The first thing I usually get asked when investigating a healthcare system is to identify whether PHI or PII reside on the system. People ask this because if it does then HIPAA regulates that the owners of the system may need to send out notifications within a specific time period.
Does anyone have any techniques they use to determine if PHI or PII resides on a system?
We should be able to do a keyword search on a drive after indexing the contents. I found this short list of regular expressions
^.*(ssn|social|security).*$
^.*name.*$
^.*address.*$
^.*city.*$
^.*state.*$
^.*zip.*$
^.*county.*$
^.*precinct.*$
^.*(email|e-mail|mail).*$
Has anyone else compiled such or list or have any other ideas on how to automate this task?
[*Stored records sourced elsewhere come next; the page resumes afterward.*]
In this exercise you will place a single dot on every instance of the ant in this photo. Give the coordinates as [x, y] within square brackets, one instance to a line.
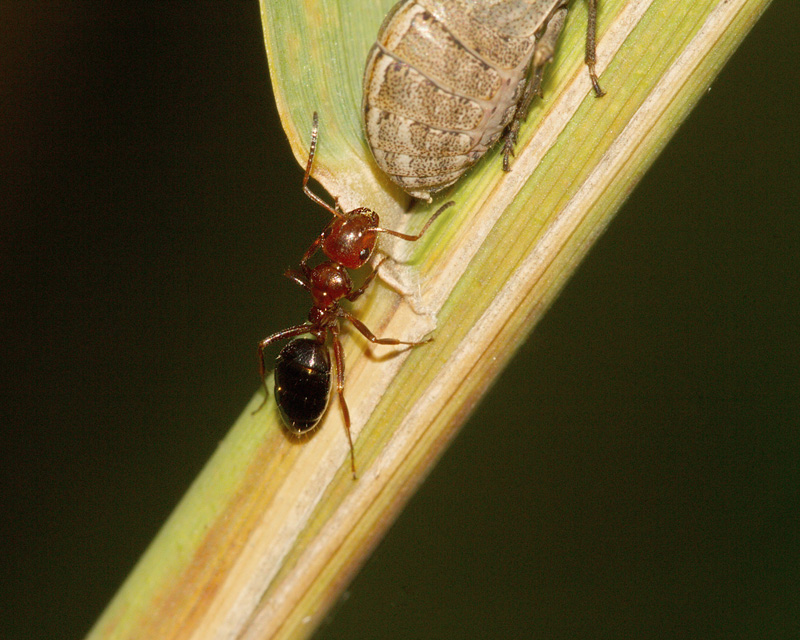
[303, 367]
[351, 236]
[303, 379]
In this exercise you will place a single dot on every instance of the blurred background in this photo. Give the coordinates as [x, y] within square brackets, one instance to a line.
[634, 473]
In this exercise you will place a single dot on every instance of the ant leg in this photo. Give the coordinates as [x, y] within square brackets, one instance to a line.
[364, 331]
[591, 48]
[338, 354]
[291, 332]
[312, 150]
[411, 238]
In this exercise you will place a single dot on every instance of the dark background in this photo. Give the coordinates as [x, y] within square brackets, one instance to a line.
[634, 473]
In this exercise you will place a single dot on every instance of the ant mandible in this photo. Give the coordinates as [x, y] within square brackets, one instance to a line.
[303, 367]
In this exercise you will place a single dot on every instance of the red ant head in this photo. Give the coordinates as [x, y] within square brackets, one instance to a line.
[330, 283]
[350, 240]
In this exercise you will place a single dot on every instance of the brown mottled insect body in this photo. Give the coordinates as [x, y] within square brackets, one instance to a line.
[446, 78]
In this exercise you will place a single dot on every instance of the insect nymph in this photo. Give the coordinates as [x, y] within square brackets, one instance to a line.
[303, 368]
[446, 78]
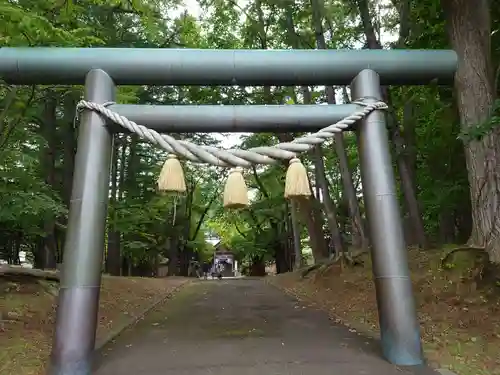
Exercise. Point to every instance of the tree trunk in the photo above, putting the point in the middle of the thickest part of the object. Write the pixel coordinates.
(395, 132)
(48, 128)
(469, 29)
(113, 258)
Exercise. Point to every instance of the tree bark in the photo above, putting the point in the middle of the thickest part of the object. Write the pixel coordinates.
(345, 170)
(113, 258)
(48, 128)
(469, 29)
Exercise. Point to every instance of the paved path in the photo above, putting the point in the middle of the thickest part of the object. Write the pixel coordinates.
(241, 327)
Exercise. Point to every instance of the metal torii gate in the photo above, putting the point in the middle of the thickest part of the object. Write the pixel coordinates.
(100, 69)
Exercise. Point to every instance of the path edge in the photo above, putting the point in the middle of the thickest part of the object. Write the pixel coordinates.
(100, 344)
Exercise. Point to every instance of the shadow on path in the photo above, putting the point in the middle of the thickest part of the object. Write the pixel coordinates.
(241, 327)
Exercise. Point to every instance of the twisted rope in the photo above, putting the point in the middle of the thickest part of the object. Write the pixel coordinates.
(233, 157)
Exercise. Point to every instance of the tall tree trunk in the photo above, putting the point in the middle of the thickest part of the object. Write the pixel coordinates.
(294, 226)
(395, 132)
(308, 210)
(345, 170)
(113, 258)
(469, 29)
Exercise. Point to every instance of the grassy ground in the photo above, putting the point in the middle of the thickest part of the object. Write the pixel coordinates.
(460, 321)
(28, 309)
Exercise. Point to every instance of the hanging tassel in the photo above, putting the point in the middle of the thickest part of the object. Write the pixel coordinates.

The first thing I usually get asked when investigating a healthcare system is to identify whether PHI or PII reside on the system. People ask this because if it does then HIPAA …
The first thing I usually do when seeing acronyms on a new post is to ask the OP to explicit them
http//
http//
http//
even if they are identifiable by the context.
jaclaz
When I dwell into a new cultural sub-category, I like to get samples of known data.
That is, in your case I would get a database of personally identifiable information (PII) as they are structured in the target system and extract key words from that.
I would do the same for protected health information (PHI), and anything else covered by Health Insurance Portability and Accountability Act (HIPAA).
It is easier and much better results, in my opinion to use a sample of known data to find similar data than to attempt and guess.